Filmfestival Allgäu

Der Winter steht kurz vor der Türe und die Wartezeit verkürzen uns die 1. Allgäuer Filmkunstwochen – ein Filmfestival erster Güte:

Das 1. Kinofestival fürs Allgäu
Filmhaus Bad Wörishofen, Filmburg Marktoberdorf und Kurfilmtheater Oberstdorf veranstalten vom 3. bis 16. Oktober 2011 die ersten „Allgäuer Filmkunstwochen“
Am 3. Oktober 2011 starten im Wörishofener Filmhaus Huber die ersten Allgäuer Filmkunstwochen – ein zweiwöchiges Kinofestival, das das ganze Allgäu umspannt, denn neben dem Filmhaus finden die Filmkunstwochen auch in der Marktoberdorfer Filmburg und im Oberstdorfer Kurfilmtheater statt. Unter der gemeinsamen Marke „Filmkunstwochen“ spielen Kinobetreiber Monika Schubert (Marktoberdorf), Rudolf Huber (Bad Wörishofen) und Florian Stiglhofer (Oberstdorf) ein filmisches Spezialprogramm mit persönlichen Favoriten aus der Filmgeschichte und den Perlen der aktuellen und vergangenen Spielzeit. Das Programm richtet sich einerseits an das Stammpublikum, andererseits sollen alle kulturinteressierten Allgäuer und Touristen angesprochen werden.
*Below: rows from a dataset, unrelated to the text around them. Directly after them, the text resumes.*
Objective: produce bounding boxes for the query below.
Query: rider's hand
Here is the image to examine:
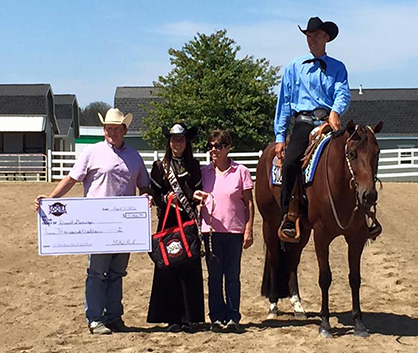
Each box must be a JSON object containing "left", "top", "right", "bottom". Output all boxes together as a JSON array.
[{"left": 274, "top": 142, "right": 285, "bottom": 159}]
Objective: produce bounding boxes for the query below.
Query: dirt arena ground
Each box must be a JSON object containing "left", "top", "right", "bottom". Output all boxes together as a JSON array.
[{"left": 0, "top": 183, "right": 418, "bottom": 353}]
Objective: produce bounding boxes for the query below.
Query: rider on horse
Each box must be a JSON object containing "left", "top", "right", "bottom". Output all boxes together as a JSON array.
[{"left": 274, "top": 17, "right": 351, "bottom": 239}]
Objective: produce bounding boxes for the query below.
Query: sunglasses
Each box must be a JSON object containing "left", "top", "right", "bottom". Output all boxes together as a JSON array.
[{"left": 206, "top": 142, "right": 225, "bottom": 151}]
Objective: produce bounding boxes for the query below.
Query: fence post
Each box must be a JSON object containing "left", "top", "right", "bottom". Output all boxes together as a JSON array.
[{"left": 46, "top": 149, "right": 52, "bottom": 183}]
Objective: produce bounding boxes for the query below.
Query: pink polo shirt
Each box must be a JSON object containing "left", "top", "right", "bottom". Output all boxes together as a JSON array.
[
  {"left": 202, "top": 160, "right": 253, "bottom": 233},
  {"left": 69, "top": 141, "right": 150, "bottom": 197}
]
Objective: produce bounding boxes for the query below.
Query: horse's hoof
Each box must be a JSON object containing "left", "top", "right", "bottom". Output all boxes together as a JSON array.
[
  {"left": 319, "top": 327, "right": 332, "bottom": 338},
  {"left": 354, "top": 330, "right": 370, "bottom": 338}
]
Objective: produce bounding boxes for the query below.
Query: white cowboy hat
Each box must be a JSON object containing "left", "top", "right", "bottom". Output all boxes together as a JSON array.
[{"left": 97, "top": 108, "right": 133, "bottom": 128}]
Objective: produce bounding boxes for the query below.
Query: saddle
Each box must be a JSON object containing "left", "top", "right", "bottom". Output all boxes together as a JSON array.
[{"left": 278, "top": 122, "right": 332, "bottom": 243}]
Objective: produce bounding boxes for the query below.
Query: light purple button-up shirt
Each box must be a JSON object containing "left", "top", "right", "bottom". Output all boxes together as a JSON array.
[{"left": 69, "top": 141, "right": 150, "bottom": 197}]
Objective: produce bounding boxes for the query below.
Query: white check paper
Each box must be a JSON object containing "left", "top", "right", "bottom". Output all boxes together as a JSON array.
[{"left": 38, "top": 196, "right": 151, "bottom": 255}]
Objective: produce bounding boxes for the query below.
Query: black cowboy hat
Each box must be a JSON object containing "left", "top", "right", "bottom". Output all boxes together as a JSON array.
[
  {"left": 298, "top": 17, "right": 338, "bottom": 42},
  {"left": 162, "top": 123, "right": 197, "bottom": 141}
]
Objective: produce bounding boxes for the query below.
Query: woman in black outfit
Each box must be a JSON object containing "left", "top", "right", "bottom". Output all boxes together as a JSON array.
[{"left": 147, "top": 123, "right": 205, "bottom": 332}]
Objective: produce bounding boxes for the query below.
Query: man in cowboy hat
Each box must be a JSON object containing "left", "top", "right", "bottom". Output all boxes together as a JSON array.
[
  {"left": 35, "top": 108, "right": 150, "bottom": 334},
  {"left": 274, "top": 17, "right": 351, "bottom": 239}
]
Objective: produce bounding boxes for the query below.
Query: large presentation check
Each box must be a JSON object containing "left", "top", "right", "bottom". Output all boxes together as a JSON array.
[{"left": 38, "top": 196, "right": 151, "bottom": 255}]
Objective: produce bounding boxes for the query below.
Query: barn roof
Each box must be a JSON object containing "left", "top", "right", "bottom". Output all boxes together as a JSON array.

Der Begriff „Filmkunst“ wird dabei möglichst weit gefasst: Das abwechslungsreiche Filmangebot widmet sich dem heimatlichen Allgäu genauso wie europäischem und internationalem Independent-Kino. Auch thematisch ist für jeden Geschmack etwas dabei: Von der Dokumentation „Unser Bad Wörishofen“, einer Hommage an die Kneipp-Stadt, mit deren Leinwandpremiere die Filmkunstwochen am 3.10. eröffnet werden, über italienische Filmklassiker bis zu Woody Allens neuestem Streich reicht die Auswahl. Abgerundet werden viele Vorführungen mit Filmgesprächen oder Live-Darbietungen und Sonderveranstaltungen wie z.B. einer italienischen Nacht.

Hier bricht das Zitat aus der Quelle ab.